Mount Seymour’s $5-million upgrade
The Mount Seymour ski resort is nearing the end of a $5-million overhaul that could triple the skier and snowboarder capacity on many of the mountain’s most popular trails.
At the centre of the changes is the replacement of a 35-year-old two-seater chairlift with a new high-speed detachable quad chair. Having begun in April, the work will boost per-hour ridership from 700 to 1,400 patrons once completed in November, and will be capable of carrying as many as 2,200 riders as more chairs are added in the future.
The new lift will not only reduce wait times on the ground, but will cut the actual time spent on the lift by more than a third. Where the old Mystery Peak chair took 10 minutes from top to bottom, the new quad will take only three minutes to cover the same ground.

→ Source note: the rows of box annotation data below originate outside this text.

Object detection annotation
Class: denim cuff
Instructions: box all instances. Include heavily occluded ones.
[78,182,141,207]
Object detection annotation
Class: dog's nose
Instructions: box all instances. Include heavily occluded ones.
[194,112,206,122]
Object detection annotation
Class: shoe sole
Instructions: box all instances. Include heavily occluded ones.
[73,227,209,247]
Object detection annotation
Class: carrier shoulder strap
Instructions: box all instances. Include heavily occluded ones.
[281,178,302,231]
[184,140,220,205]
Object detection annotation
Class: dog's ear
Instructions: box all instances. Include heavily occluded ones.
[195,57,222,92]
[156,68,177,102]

The $5-million price tag for the new Doppelmayr-built Mystery Peak Express chairlift will be paid down with a six-per-cent bump in the cost of lift tickets and a four-per-cent hike for season's passes over last year.
Earlier this month, the 11 new steel chairlift towers were amassed in the guest parking lot and then flown up the mountain and anchored onto concrete platforms by helicopter. The lift system is now undergoing electrical work before the cable is strung through the poles with a tow-rope and the chairs hung.
Meanwhile, new lift stations are being constructed and staging areas at the top, middle and bottom of the lift have already been cleared out, in some cases by blasting away at the mountain.
“At the lower station, we changed the elevation to make it easier for guests to congregate, and the same with the top,” said Mount Seymour Resorts president and general manager Eddie Wood while taking The Outlook on a top-to-bottom tour under the new Mystery Peak Express.
Like the new staging area at the top of the chairlift, an area midway down the hill at the second pitch of the Manning run has also been cleared with explosives to allow more skiers and riders on the trail.
Last season, the resort spent half a million dollars on the Goldie Magic Carpet conveyor lift to replace a rope-tow for novice skiers and boarders on the bunny hill. Like that lift, the new Mystery Express is slated to be up and running on opening day, which typically falls in late November.
The only hard decision left to make is the all-important question of who will be first to ride it?
For the moment, Wood isn't volunteering.
“We haven't figured that out yet,” he said.